New home sales dropped 0.7 percent to an annual pace of 600,000 last month, according to the Bloomberg survey median estimate before today's Commerce Department report.
Futures on the Chicago Board of Trade show traders see a 96 percent chance the U.S. central bank will reduce the 3 percent target rate for overnight lending between banks by 50 basis points at their March 18 meeting, and a 4 percent likelihood of a quarter-point cut. The Fed has already cut rates five times since Sept. 18.
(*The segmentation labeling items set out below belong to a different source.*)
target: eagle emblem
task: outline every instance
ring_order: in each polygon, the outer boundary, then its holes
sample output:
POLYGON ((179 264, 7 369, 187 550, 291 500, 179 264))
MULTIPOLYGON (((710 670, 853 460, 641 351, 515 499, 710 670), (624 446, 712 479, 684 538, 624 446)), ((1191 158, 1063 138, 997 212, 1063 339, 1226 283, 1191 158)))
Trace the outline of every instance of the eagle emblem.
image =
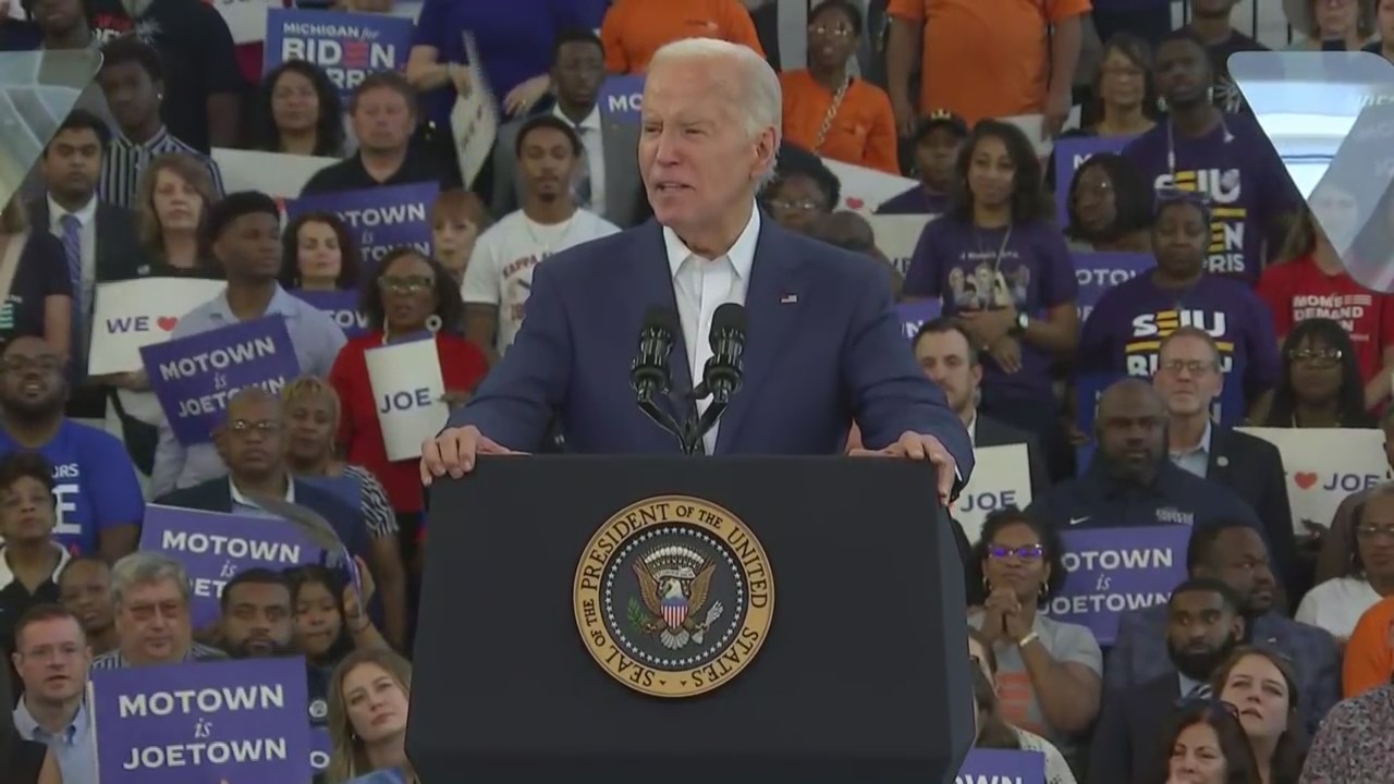
POLYGON ((659 547, 636 559, 634 576, 643 607, 630 600, 630 622, 641 633, 657 636, 669 650, 679 650, 689 642, 701 644, 723 610, 721 601, 714 601, 697 621, 707 605, 715 571, 714 561, 679 545, 659 547))

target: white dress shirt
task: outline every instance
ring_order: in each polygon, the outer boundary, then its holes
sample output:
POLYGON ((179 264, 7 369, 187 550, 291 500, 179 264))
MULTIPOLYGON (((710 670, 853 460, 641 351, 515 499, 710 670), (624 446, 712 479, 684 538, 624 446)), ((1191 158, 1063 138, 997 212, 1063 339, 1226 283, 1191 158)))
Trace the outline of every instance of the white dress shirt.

The euro gained as the Munich-based Ifo institute yesterday said its business climate index rose to 104.1 in February, from 103.4 in January. The median estimate in a Bloomberg survey was for a drop to 102.9. After the report, traders pared bets the ECB will lower its target from the current 4 percent level.
`Unexpectedly Strong'
``Germany's business sentiment was unexpectedly strong,'' said Ryohei Muramatsu, manager of Group Treasury Asia in Tokyo at Commerzbank AG, Germany's second-largest bank. ``The ECB is likely to keep borrowing costs unchanged instead of cutting rates as some had expected.''
The euro may rise to 161.40 yen today, Muramatsu forecast.
The odds of the ECB lowering borrowing costs fell yesterday, with the implied yield on the Euribor futures contract for June rising 4 basis points to 4.15 percent. The yield averaged 0.18 percentage point more than the ECB's benchmark from 1999 until August. A basis point is 0.01 percentage point.